As I start to write this blog post, it is approaching the end of February and a colder spell of weather is on the horizon. This is exciting for my daughter as it brings with it the possibility of snow, but I also had to explain to her that sometimes the weather forecast is wrong and it is not a ‘weather commitment’.
One of the mast famous instances of the weather forecast being less than accurate occurred on 15th October 1987 when Michael Fish started his forecast with the words,
“Earlier on today apparently a woman rung the BBC and said that she heard a hurricane was on the way, well if your watching, don’t worry, there isn’t.”
People have been trying to predict the weather for thousands of years. The Babylonians used cloud formations as well as astrology to predict the weather in 650 BC, while in 350 BC Aristotle described weather patterns in Meterorologica. Let’s fast forward two millennia and the invention of the electric telegraph allowed for reports of weather conditions to be shared almost instantaneously, but it was not until their twentieth century where the advances in science and technology led to weather forecasts.
Today, multiple computer models use algorithms with thousands upon thousands of live and historical data points in order to predict what the weather will be like in the next hour, the next 24 hours, the day after tomorrow and beyond. But even with all this data and years of experience, guess what, they still get it wrong and forecasts are not 100% accurate.
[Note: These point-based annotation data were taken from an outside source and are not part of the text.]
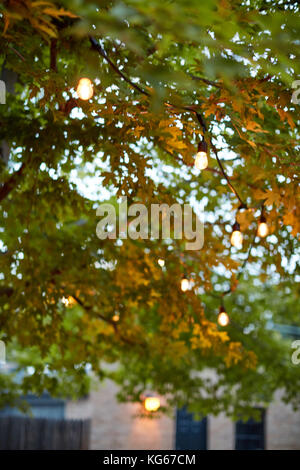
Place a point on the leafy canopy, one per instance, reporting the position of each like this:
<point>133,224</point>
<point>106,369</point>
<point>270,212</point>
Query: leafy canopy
<point>164,73</point>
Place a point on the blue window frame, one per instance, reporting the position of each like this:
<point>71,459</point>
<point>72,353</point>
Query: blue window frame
<point>190,433</point>
<point>250,435</point>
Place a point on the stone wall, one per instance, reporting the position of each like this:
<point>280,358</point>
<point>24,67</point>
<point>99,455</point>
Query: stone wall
<point>116,427</point>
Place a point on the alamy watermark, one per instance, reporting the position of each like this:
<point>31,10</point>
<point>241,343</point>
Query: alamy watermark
<point>2,92</point>
<point>162,221</point>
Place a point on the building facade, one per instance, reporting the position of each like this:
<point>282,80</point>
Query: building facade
<point>117,426</point>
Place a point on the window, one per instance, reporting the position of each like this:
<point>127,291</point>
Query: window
<point>250,435</point>
<point>190,434</point>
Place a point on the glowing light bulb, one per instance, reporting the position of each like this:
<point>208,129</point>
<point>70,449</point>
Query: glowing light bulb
<point>263,228</point>
<point>201,160</point>
<point>85,89</point>
<point>68,301</point>
<point>223,318</point>
<point>185,284</point>
<point>152,403</point>
<point>236,236</point>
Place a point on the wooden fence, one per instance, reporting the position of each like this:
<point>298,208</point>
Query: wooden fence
<point>43,434</point>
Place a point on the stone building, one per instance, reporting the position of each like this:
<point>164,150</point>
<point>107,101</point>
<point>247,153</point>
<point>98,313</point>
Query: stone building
<point>116,427</point>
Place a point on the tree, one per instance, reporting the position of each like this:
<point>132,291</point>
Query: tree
<point>165,75</point>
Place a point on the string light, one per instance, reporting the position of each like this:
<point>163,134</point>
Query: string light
<point>68,301</point>
<point>185,284</point>
<point>223,318</point>
<point>152,404</point>
<point>201,160</point>
<point>85,89</point>
<point>263,228</point>
<point>236,236</point>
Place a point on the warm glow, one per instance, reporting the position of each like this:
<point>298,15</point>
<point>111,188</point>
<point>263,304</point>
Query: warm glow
<point>184,284</point>
<point>68,301</point>
<point>152,403</point>
<point>263,229</point>
<point>236,238</point>
<point>201,160</point>
<point>85,89</point>
<point>223,319</point>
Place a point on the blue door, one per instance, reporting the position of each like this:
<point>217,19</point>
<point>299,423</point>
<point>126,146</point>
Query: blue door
<point>190,434</point>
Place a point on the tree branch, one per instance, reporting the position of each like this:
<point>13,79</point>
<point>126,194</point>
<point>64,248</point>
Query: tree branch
<point>11,183</point>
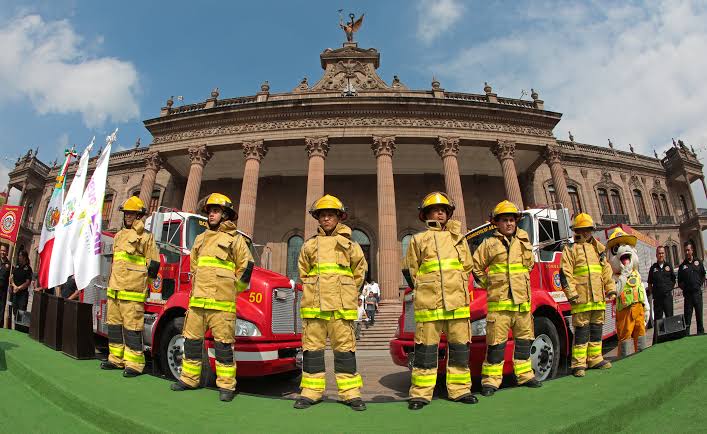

The predictions that are made are more accurate than they were last year, the year before that, and I am sure they are more accurate than 1987. This will be down to learning what has gone before. Understanding the patterns and impact of events allows us to better understand what the future will hold, although I’m not sure if weather forecastsing will ever be as accurate as portrayed in Back to the Future Part II.
Given that my blog is Scrum/Agile related, you have probably already guessed where this is heading, yes the good old Sprint forecast.
During every Sprint Planning session we use empirical evidence to try and forecast the amount of work that we believe can be completed during the next Sprint. We will look at the amount of work that we were able to achieve in the last Sprint (and maybe the two or three Sprints before that). We will consider if the upcoming work is or the same size and/or complexity and/or requires the use of the same skill set or technology. We will consider if anyone has any planned leave or training. We will look at dependencies that there may be on other teams. We may even consider environment availability. The list is by no means everything that could be considered and there is the potential for it to be endless.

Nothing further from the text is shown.